To be sure, our next neighbors pretended to be incredulous as to our
real proficiency in the business which we had taken in hand. They told
slanderous fables about our inability to yoke our own oxen, or to drive
them afield when yoked, or to release the poor brutes from their
conjugal bond at nightfall. They had the face to say, too, that the
cows laughed at our awkwardness at milking-time, and invariably kicked
over the pails; partly in consequence of our putting the stool on the
wrong side, and partly because, taking offence at the whisking of their
tails, we were in the habit of holding these natural fly-flappers with
one hand and milking with the other.
They further averred that we hoed
up whole acres of Indian corn and other crops, and drew the earth
carefully about the weeds; and that we raised five hundred tufts of
burdock, mistaking them for cabbages; and that by dint of unskilful
planting few of our seeds ever came up at all, or, if they did come up,
it was stern-foremost; and that we spent the better part of the month
of June in reversing a field of beans, which had thrust themselves out
of the ground in this unseemly way. They quoted it as nothing more
than an ordinary occurrence for one or other of us to crop off two or
three fingers, of a morning, by our clumsy use of the hay-cutter.
Finally, and as an ultimate catastrophe, these mendacious rogues
circulated a report that we communitarians were exterminated, to the
last man, by severing ourselves asunder with the sweep of our own
scythes! and that the world had lost nothing by this little accident.
But this was pure envy and malice on the part of the neighboring
farmers. The peril of our new way of life was not lest we should fail
in becoming practical agriculturists, but that we should probably cease
to be anything else. While our enterprise lay all in theory, we had
pleased ourselves with delectable visions of the spiritualization of
labor. It was to be our form of prayer and ceremonial of worship.

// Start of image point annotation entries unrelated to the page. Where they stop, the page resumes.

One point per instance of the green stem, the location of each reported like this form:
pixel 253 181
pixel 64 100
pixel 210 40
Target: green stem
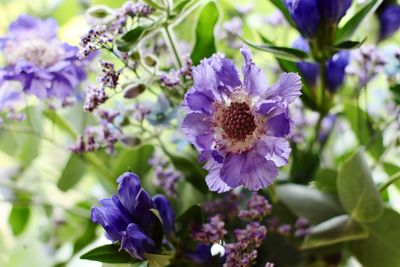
pixel 391 180
pixel 172 44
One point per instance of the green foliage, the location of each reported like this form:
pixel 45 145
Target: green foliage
pixel 364 129
pixel 382 247
pixel 19 218
pixel 158 260
pixel 72 172
pixel 135 160
pixel 286 53
pixel 108 254
pixel 335 230
pixel 344 33
pixel 357 191
pixel 308 202
pixel 205 42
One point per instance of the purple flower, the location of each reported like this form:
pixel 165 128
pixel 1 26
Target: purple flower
pixel 389 21
pixel 35 57
pixel 311 15
pixel 335 67
pixel 240 128
pixel 128 218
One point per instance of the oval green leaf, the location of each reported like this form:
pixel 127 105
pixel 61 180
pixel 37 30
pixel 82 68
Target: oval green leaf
pixel 356 189
pixel 205 42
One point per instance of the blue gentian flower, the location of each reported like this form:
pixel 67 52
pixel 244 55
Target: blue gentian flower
pixel 129 220
pixel 335 67
pixel 35 57
pixel 389 21
pixel 312 15
pixel 240 128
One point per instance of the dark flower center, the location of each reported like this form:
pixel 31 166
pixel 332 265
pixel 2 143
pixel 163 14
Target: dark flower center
pixel 238 121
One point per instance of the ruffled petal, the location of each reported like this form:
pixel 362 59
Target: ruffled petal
pixel 255 81
pixel 199 101
pixel 213 179
pixel 199 130
pixel 136 242
pixel 288 87
pixel 279 125
pixel 250 169
pixel 275 149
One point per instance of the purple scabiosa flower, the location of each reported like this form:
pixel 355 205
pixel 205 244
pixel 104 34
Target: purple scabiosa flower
pixel 335 72
pixel 311 16
pixel 35 57
pixel 389 21
pixel 129 218
pixel 240 128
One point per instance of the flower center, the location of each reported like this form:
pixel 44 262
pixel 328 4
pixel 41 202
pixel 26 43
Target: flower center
pixel 238 121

Each stroke of the hoe was to uncover some aromatic root of wisdom,
heretofore hidden from the sun. Pausing in the field, to let the wind
exhale the moisture from our foreheads, we were to look upward, and
catch glimpses into the far-off soul of truth. In this point of view,
matters did not turn out quite so well as we anticipated. It is very
true that, sometimes, gazing casually around me, out of the midst of my
toil, I used to discern a richer picturesqueness in the visible scene
of earth and sky. There was, at such moments, a novelty, an unwonted
aspect, on the face of Nature, as if she had been taken by surprise and
seen at unawares, with no opportunity to put off her real look, and
assume the mask with which she mysteriously hides herself from mortals.
But this was all. The clods of earth, which we so constantly belabored
and turned over and over, were never etherealized into thought.